Но заметно посерьезнел и благодушие сбросил.
– У них в принципе, – сказал Волчак после паузы, – такой машины нет. Насколько я понимаю. Я, конечно, в этой именно области не спец, но Грин твой ничего не привезет оттуда. А на АНТе что ж. Я слетал бы, но не командиром.
Тут Дубаков спорить не стал – понимал уже, что Волчак усвоил себе главную манеру истинно руководящего кадра. Его даже не должны были умолять. Ему должны были создать ситуацию, в которой бы он неохотно, от некуда деться – ну что вы это, ну зачем, ну всегда у вас вот так – взял бразды.
Постепенно он зажегся. Сначала выяснилось, что другой летчик попросту не поднимет груженый АНТ, – тут надо было исходить из трехсуточного запаса топлива, вот и считайте. Потом – что в свободное время, не слишком изобильное, Волчак изучал радионавигацию и при случае заменил бы штурмана. Наконец, Дубаков увидел у Волчака английский разговорник и понял, что его идея теперь в чужих руках, но это и к лучшему: идею надо передоверить тарану, а самому обеспечить идеальное функционирование машины плюс безупречный маршрут.
Через три месяца они втроем, позвав штурманом Чернышева, накатали письмо в Политбюро. Без такого письма ничего не делалось: чтобы полет разрешили, его мало было обосновать. Обоснование в этом случае, считай, не требовалось: в случае успеха это был международный рекорд и полное наше первенство – надо было посвятить, то есть выбрать событие, навстречу которому они летели. Годилось двадцатилетие Октября, но до него оставался год, а у Волчака с терпением было плохо. Десятый съезд комсомола уже прошел, а до восемнадцатого съезда партии было еще дольше, чем до октябрьского юбилея. Чернышев предложил было 160-летие американской независимости, но в Штатах не было Политбюро, которое могло бы утвердить такое обязательство. Под конец Волчак махнул рукой и предложил: мы посвящаем наш полет героическому советскому юношеству! Кто имеет что-то против героического советского юношества? Они направили письмо Имантсу с просьбой одобрить и передать по инстанциям.
Но тут разбился крупнейший самолет всего авиапарка, погибли семьдесят человек. Виноват был Благов, летчик истребителя, ученик Громова, выполнявший фигуру высшего пилотажа вокруг крыла гиганта и застрявший в крыле. Громов каялся, признавал, что тот являл собой тип неорганизованного человека, «подтянулся, но прорывалось», – между тем шепотом говорили, что наверху не согласовали, одна рука запрещала, другая разрешала высший пилотаж… И надо же было такому случиться сразу после волчаковского триумфа! Черта с два теперь что-нибудь дадут, произнес Дубаков сквозь зубы.
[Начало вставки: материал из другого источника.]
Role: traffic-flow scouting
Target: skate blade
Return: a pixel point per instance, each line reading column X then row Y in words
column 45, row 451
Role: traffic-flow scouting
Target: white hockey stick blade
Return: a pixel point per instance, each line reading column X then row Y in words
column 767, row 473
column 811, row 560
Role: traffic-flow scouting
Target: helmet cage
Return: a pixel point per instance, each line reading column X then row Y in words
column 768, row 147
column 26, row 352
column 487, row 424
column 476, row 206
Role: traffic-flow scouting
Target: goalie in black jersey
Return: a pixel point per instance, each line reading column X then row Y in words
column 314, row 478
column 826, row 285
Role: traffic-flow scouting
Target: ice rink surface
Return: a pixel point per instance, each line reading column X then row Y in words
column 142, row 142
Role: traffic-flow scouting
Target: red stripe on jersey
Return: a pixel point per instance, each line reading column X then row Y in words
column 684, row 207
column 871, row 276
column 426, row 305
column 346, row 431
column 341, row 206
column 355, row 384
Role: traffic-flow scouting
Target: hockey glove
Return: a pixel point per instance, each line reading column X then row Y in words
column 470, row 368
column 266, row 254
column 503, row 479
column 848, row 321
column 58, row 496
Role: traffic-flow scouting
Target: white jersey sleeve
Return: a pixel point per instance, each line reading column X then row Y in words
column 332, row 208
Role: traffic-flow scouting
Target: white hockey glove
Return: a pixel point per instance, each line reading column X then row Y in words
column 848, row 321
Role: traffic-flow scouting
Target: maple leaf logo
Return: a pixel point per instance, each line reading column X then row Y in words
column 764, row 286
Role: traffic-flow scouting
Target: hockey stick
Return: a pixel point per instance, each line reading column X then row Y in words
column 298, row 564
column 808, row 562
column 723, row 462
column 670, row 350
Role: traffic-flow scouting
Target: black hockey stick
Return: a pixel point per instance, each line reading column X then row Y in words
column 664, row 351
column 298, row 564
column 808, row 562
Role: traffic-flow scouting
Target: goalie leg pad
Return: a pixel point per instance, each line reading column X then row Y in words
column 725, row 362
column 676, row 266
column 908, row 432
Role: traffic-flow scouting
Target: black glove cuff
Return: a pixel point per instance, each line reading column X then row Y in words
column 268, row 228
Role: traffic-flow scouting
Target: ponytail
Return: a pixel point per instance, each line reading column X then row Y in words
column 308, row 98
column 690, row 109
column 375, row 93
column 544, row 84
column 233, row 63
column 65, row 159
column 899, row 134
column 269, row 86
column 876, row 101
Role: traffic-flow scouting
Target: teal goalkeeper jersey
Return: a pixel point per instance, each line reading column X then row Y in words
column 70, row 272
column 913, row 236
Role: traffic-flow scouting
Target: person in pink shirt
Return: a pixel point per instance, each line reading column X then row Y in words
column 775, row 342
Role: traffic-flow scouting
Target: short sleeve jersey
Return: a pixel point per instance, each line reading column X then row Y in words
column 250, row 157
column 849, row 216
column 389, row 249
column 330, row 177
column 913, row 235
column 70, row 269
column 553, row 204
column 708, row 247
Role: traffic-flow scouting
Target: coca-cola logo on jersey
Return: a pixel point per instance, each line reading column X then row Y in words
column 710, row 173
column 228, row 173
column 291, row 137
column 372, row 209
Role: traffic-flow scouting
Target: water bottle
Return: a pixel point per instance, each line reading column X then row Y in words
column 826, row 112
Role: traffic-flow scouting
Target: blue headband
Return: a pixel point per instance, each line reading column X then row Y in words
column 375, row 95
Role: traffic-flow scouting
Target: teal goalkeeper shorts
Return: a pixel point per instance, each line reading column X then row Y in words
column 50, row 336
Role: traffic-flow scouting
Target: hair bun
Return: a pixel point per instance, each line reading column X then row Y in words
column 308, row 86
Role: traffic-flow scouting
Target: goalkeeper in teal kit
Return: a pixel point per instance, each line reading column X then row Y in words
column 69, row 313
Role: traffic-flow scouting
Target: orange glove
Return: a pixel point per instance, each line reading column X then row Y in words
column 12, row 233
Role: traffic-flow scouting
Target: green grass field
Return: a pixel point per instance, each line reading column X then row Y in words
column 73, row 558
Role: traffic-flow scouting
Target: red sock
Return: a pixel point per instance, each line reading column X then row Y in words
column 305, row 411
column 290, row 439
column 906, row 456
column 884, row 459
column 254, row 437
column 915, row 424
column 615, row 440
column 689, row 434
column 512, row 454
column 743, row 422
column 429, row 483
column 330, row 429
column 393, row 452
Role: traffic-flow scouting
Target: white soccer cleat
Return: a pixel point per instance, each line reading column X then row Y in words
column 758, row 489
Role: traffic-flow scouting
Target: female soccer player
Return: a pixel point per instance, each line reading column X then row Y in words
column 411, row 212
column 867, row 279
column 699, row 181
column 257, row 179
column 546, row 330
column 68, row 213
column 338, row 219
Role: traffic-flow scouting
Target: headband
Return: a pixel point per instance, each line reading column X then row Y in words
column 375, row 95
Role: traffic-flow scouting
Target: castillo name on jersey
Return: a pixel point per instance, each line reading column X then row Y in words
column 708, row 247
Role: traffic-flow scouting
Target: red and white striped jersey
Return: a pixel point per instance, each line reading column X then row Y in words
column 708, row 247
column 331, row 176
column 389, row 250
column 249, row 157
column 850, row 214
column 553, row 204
Собрали совещание по безопасности полетов, ожидался разнос, но говорили бережно, почти виновато: мы понимаем, что вы первопроходцы, и все же старайтесь не рисковать, если не жалко молодых жизней, пожалейте хотя бы государственных денег! Это и наводило на мысль, что не Благов, неорганизованный человек, виноват был в катастрофе с гигантом.
В перерыве Волчак с Дубаковым подошли к Орджоникидзе, который хоть и соблюдал положенную мрачность, но при виде всеобщих любимцев улыбался.
– Мы передали… – начал Дубаков.
– Товарищ Серго! – прервал его Волчак. – Вот сейчас бы самое время показать, что весь мир боится, а мы… а?
– Все не терпится, – сказал нарком, – все не сидится.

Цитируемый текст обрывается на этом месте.